During producing the HDP oxide layer, since the high stress characteristic from the inherent property of the nitride layer, weakness and dislocation defect is easily formed to the HDP oxide layer, and a crack issue is readily generated between the HDP oxide layer and the nitride layer. Moreover, during the wet etching process of removing the HDP oxide layer and the nitride layer, the etchant easily encroaches the underlying polysilicon layer along the interface between the HDP oxide layer and the nitride layer, and unfortunately further encroaches the bit line region surface besides the stacked gate layer. A gap is therefore formed between the HDP oxide layer and the nitride layer. During fabricating the word line control gate in following processes, a portion of polysilicon for forming control gate is deposited into the gap, which causes a short between the floating gate and bit lines. Therefore, some coupling charges in the floating are lost form the bit lines during memory operating, so that bit line leakage issue is occurred and results in data storage failure of the memory.
The present invention provides a method of eliminating weakness caused by high-density plasma (HDP) dielectric layer. A thin hot thermal oxide (HTO) layer is formed on a semiconductor substrate before forming the HDP dielectric layer. The HTO layer can release the stress between the HDP dielectric layer and a nitride layer, and protect the sidewall of a stacked gate layer formed on the semiconductor substrate to prevent defects and gaps thereon in the subsequent etching process.

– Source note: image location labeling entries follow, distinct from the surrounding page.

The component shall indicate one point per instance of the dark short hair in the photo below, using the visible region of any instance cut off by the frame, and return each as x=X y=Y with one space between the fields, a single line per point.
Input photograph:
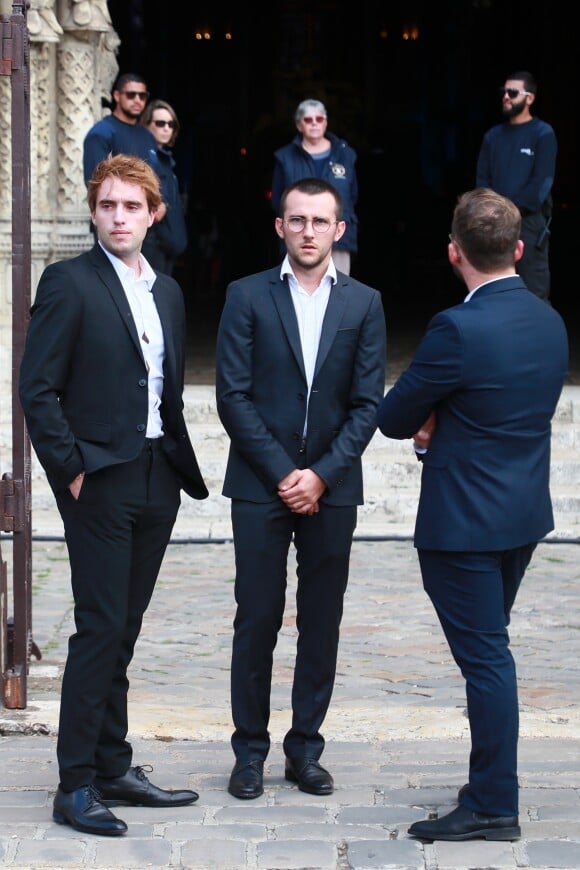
x=312 y=187
x=147 y=116
x=486 y=226
x=525 y=76
x=123 y=78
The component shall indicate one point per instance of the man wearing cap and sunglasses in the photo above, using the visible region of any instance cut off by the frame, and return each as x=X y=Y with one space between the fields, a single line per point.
x=121 y=133
x=518 y=159
x=314 y=152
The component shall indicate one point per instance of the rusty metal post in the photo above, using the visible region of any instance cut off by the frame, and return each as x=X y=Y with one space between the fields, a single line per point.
x=15 y=489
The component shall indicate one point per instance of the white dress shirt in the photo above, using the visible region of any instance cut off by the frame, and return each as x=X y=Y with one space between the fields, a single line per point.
x=139 y=293
x=310 y=309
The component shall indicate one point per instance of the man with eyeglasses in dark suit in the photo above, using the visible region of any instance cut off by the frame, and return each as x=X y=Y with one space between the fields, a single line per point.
x=518 y=159
x=300 y=372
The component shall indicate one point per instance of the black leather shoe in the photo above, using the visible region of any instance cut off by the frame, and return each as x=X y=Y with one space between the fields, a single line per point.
x=82 y=810
x=247 y=779
x=310 y=775
x=134 y=789
x=464 y=824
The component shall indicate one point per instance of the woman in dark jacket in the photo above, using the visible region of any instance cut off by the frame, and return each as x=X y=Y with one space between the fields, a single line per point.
x=315 y=152
x=167 y=239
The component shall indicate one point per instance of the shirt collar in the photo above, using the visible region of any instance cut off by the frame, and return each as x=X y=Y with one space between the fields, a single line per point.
x=125 y=272
x=479 y=286
x=286 y=269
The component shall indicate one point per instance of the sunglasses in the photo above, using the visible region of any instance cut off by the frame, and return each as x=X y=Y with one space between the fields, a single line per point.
x=136 y=95
x=513 y=93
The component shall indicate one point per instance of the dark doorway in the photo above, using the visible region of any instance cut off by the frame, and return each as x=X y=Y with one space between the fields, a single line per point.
x=411 y=86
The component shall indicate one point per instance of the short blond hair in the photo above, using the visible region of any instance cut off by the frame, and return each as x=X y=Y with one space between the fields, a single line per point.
x=127 y=168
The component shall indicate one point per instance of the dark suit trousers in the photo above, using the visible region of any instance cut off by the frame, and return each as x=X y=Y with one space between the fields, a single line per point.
x=262 y=537
x=116 y=535
x=473 y=594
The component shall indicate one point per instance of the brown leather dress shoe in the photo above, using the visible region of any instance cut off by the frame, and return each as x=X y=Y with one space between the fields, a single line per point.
x=310 y=775
x=247 y=779
x=134 y=789
x=464 y=824
x=83 y=810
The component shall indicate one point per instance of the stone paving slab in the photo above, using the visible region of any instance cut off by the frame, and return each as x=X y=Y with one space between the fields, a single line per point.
x=397 y=734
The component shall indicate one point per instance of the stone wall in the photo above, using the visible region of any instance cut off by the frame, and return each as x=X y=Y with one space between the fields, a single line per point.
x=72 y=66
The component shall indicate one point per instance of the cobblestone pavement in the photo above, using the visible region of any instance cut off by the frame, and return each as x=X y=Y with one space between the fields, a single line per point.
x=397 y=734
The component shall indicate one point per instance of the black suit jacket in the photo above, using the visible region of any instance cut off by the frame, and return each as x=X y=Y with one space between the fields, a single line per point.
x=262 y=390
x=83 y=378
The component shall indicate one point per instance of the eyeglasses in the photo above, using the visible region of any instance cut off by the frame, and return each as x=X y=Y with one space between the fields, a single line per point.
x=319 y=225
x=513 y=93
x=136 y=95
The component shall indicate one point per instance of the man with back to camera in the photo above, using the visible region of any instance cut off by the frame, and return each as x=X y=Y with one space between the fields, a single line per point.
x=518 y=160
x=478 y=399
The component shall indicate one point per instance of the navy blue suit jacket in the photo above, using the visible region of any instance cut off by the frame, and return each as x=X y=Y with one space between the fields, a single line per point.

In one aspect, the present invention provides a method of eliminating weakness caused by high density plasma (HDP) dielectric layer adapted for a semiconductor substrate including a stacked gate layer of which having a silicon nitride cap layer on the top. The method comprises the following steps. A hot thermal oxide (HTO) layer covering the stacked gate layer is conformally formed over the semiconductor substrate. The HDP dielectric layer is subsequently formed on the HTO layer.
In another aspect, the present invention provides a method of fabricating a semiconductor memory device. The method at least comprises the following steps. At least one stacked gate layer is formed on a semiconductor substrate, and each stacked gate layer has a cap nitride layer on the top. Bit lines are formed in the semiconductor substrate on both sides of the stacked gate layer. A hot thermal oxide (HTO) layer covering the stacked gate layer and the bit lines is conformally formed over the semiconductor substrate. A high density plasma (HDP) dielectric layer is formed on the HTO layer.
In another aspect, the present invention also provides a method of fabricating a semiconductor memory device. The method at least comprises the following steps. A gate oxide layer, a polysilicon layer and a nitride layer are formed on a semiconductor substrate, and then patterned to form a plurality of stacked gate layers. A plurality of bit lines is formed in the semiconductor substrate on both sides of the stacked gate layers. A hot thermal oxide (HTO) layer covering the stacked gate layer and the bit lines are conformally formed over the semiconductor substrate. A high density plasma (HDP) dielectric layer is formed on the HTO layer. A portion of the HDP dielectric layer is removed until exposing the nitride layer, and then the nitride layer is removed.
The HTO layer of the present invention is formed by low pressure chemical vapor deposition (LPCVD) at a high temperature of about 600-1000 degrees, and does not consume the surface silicon layer on the semiconductor substrate.